Compound 5. White powder (CH2Cl2–MeOH, 50:1), mp 265–267°C. ESI-MS m/z 454 [M]+ (C30H46O3). 1H NMR (400 MHz, DMSO-d6, δ, ppm): 11.90 (1H, br.s, 28-COOH), 5.75 (1H, s, H-12), 4.69 (1H, br.s, H-29a), 4.56 (1H, br.s, H-29b), 3.56 (1H, m, H-3), 1.65 (3H, s, H-30), 1.23 (3H, s, H-27), 1.01 (3H, s, H-26), 0.98 (3H, s, H-25), 0.88 (3H, s, H-24), 0.79 (3H, s, H-23). 13C NMR (100 MHz, DMSO-d6, δ, ppm): 177.70 (C-28), 150.80 (C-20), 110.09 (C-29), 72.15 (C-3), 55.91 (C-17), 50.84 (C-5), 50.37 (C-9), 49.06 (C-19), 47.11 (C-18), 43.92 (C-14), 42.65 (C-8), 39.40 (C-1, 4), 38.07 (C-13), 36.94 (C-10), 36.82 (C-22), 34.15 (C-7), 34.14 (C-21), 32.20 (C-16), 30.59 (C-15), 29.63 (C-23), 25.55 (C-2), 21.18 (C-12), 20.73 (C-11), 19.43 (C-30), 17.56 (C-6), 16.57 (C-24), 16.50 (C-25, 26), 14.97 (C-27). According to be above evidences, 5 was characterized as 12(13)-ene betulinic acid [7].

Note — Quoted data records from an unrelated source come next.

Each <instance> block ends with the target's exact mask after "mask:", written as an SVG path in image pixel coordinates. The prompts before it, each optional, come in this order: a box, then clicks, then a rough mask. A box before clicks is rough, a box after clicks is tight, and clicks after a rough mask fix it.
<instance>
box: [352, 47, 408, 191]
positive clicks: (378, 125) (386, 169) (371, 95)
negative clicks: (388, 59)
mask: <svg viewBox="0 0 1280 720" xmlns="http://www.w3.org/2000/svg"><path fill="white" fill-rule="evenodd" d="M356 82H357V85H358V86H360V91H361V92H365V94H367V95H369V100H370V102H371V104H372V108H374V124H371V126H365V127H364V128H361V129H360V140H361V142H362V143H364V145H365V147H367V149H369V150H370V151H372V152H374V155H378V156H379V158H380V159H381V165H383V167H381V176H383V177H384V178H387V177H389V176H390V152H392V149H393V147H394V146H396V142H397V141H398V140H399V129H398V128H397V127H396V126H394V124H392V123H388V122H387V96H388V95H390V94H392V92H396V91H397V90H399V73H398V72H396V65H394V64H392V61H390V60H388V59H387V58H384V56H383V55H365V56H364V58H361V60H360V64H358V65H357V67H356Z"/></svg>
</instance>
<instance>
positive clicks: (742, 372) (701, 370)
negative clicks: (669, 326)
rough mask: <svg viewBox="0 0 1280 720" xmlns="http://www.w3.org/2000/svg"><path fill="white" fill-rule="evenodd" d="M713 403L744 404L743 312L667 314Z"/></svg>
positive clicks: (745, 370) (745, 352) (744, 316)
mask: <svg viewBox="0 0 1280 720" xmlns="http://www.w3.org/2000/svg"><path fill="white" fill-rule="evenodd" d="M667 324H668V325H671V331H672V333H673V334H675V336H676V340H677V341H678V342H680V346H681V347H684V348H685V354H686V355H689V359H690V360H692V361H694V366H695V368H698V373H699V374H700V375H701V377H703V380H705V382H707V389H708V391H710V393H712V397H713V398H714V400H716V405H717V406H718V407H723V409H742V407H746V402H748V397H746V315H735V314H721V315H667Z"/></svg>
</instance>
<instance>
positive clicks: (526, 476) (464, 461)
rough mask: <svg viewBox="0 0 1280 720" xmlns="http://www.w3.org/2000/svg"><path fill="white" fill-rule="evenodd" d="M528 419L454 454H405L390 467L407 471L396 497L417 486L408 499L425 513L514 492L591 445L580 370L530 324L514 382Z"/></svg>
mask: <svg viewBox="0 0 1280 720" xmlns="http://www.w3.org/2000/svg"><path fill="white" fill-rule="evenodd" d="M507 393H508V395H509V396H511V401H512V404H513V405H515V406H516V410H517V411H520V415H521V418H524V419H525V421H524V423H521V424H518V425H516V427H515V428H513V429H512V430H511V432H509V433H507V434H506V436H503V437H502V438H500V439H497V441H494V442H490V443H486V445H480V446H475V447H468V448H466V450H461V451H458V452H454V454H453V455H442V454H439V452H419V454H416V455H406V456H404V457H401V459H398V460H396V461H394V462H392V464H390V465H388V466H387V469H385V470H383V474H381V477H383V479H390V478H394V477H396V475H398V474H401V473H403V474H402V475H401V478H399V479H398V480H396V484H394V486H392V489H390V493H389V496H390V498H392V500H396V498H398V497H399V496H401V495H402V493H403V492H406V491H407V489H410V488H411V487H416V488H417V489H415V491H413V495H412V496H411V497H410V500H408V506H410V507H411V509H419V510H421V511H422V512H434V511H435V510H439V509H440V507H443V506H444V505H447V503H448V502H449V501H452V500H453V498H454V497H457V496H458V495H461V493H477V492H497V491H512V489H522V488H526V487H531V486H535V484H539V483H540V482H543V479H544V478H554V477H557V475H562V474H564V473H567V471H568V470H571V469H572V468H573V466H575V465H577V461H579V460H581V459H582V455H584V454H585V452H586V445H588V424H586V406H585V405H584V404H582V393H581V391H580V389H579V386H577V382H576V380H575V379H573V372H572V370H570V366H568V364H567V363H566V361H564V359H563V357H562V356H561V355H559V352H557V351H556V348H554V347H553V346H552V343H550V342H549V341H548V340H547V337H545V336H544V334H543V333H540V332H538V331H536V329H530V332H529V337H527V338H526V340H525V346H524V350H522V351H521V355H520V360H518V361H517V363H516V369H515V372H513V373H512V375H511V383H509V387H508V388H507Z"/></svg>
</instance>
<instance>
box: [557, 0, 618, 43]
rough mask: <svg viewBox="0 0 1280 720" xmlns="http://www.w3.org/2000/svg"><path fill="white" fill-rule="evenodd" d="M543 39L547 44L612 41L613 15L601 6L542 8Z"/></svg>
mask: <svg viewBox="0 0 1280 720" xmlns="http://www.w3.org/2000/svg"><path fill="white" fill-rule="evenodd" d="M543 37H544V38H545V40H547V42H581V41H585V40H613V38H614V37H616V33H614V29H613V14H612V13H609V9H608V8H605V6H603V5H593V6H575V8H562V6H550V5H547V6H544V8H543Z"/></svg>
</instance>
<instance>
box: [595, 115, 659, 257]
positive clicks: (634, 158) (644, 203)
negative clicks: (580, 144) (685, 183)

Compound 6. White powder (CH2Cl2–MeOH, 1:1), mp 266–268°C, positive in the Liebermann–Burchard and Molisch reactions. Acid hydroxlysis of 6 gave an aglycone and D-glucose. IR (KBr, νmax, cm–1): 3400 (OH), 1680 (C=O), 1640, 875 (C=CH2). ESI-MS m/z 630.2514 [M]+ (C36H58O9). 13C NMR (100 MHz, DMSO-d6, δ, ppm): 15.17 (C-27), 16.18 (C-25), 16.41 (C-26), 18.17 (C-23), 19.43 (C-30), 20.80 (C-24), 20.95 (C-21), 22.66 (C-16), 25.57 (C-22), 29.10 (C-6), 29.70 (C-2), 30.58 (C-12), 32.17 (C-15), 33.27 (C-1), 34.19 (C-7), 37.14 (C-4), 37.18 (C-10), 38.04 (C-19), 38.38 (C-13), 40.9 (C-8), 42.60 (C-18), 47.07 (C-14), 49.01 (C-11), 49.48 (C-5), 49.69 (C-17), 55.90 (C-9), 80.44 (C-3), 110.10 (C-29), 150.89 (C-20), 177.69 (C-28). 13C NMR showed a set of signals due to one molecule of β-glucopyranose [100.58 (C-1), 77.44, 77.23 (C-3, 5), 73.88 (C-2), 70.96 (C-4), 61.84 (C-6)]. Based on these data, 6 was confirmed as betulinic acid glucoside [8].